The end of the world has come, there is nowhere to go, we are trapped in our uselessness and the muddy reality of being…that is the message that Theatre N099 and its performance No 43–Filth want to convey. The statement is not new, the passion it carries is not surprising, the methods it uses are curious.
The collective “we” the company uses–both in its promotional material and on stage–is recognizable but bothering. Do we really come from mud and die in it? Are we all the soul-less golems with no faith or fear left? Is there any hope left? The Estonian directors Tiit Ojasoo and Ene-Liis Semper seem to have no positive answer.
No 43 – Filth is a three-part presentation created in the language of physical theatre. It is inspired by the novel The Petty Demon written in 1907 by a Russian Symbolist poet Fyodor Sologub. In the center of the novel is an abusive school teacher Peredonov who is using his fiancée Varvara to advance his career. Varvara has her own conspiracy going. With the help of an old spinster Grushina, she brings Peredonov to the altar. There are many more obscure characters in this work, all interconnected through lust, paranoia and general contempt for each other. So in its claustrophobic and filthy atmosphere, the novel serves Tiit Ojasoo and Ene-Liis Semper an excellent springboard to create their own tale of the end of the world. So, if the audience is not familiar with Sologub’s novel, No 43– Filth provides enough visual and sound clues to follow its gloomy message, including a direct quotation from Harold Pinter’s poem American Football.
On stage, there is a transparent glass and betton structure with no visible exits or entrances. The floor is covered with a thick layer of mud reaching almost to the performers’ knees. As the audience enters, we see nine performers–six males and three females–on stage. Dressed in contemporary clothes, they are stomping their feet in mud. The atmosphere is mildly aggressive. It is suggested both in the rhythmically moving bodies and the sound score accompanying them.
As we take our seats, the action stops with one of the performers ordering the audience to turn off our mobile devices and not take photos. Part one begins. Led by a repetitive sound-score made of romantic waltzes the action presents the ever-famous picture of total miscommunication and misconduct between people. Even if they wanted to start communicating, with their feet in the mud there is no gracefulness or help: each to their own, everybody to themselves. The action becomes more aggressive and violent. There is a promise of physical assault and rape, humiliation and ferocity.
Part Two, the most suggestive of Sologub’s novel, brings this promise to life. There is paranoia and violence, a wedding and an affair, a religious ritual and a funeral. Gradually, the production becomes highly symbolic, with the images suggestive of Christian iconography on one hand and pagan and even scatological rituals on the other.
The world, the directors remind us scene after scene, is at its very end. The catastrophe has arrived: the end is all–environmental, social, economic, political, moral, and ethical. Running, falling, making love, swimming in mud are the ways of life Sologub’s characters knew and we are now subjected to.
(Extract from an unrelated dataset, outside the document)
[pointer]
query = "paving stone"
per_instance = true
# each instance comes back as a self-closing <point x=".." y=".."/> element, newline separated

These images appeal to the audience’s violent and wild imagination, at times they are repulsive but always beautiful. What bothered me the most, however, is the ambiguity of the implied “we” as this performance’s protagonist: the “we” that spectators were to recognize and empathize with.
To protect the audience from being covered in mud, the directors erased transparent barriers between the stage and the audience. This technical necessity created an unexpected symbolic effect: it positioned spectators in the role of the observes, so the directors’ intention to implicate us (the audience) into the collective we (the performers) became undermined. These barriers created a real, not a symbolic, sense of alienation. They granted the audience a chance of an emotional escape. At the end of all that: the violence, the humiliation, the mud, remain on the other side of the border. It is not us, it is them–the only too well known binary that the company wished to escape…No 43–Filth is not about goodness or spiritual transformation; it is not even about rage or violence. It is all about the emptiness and the impotence of any promise–the total Nietzschean nihilism. But even Brecht, the didactic moralist of the 20th century, would seek the goodness of human nature. Of course, we would not want to leave the show covered in mud. But is it too hypocritical of me to question this production because I remained literally untouched by it?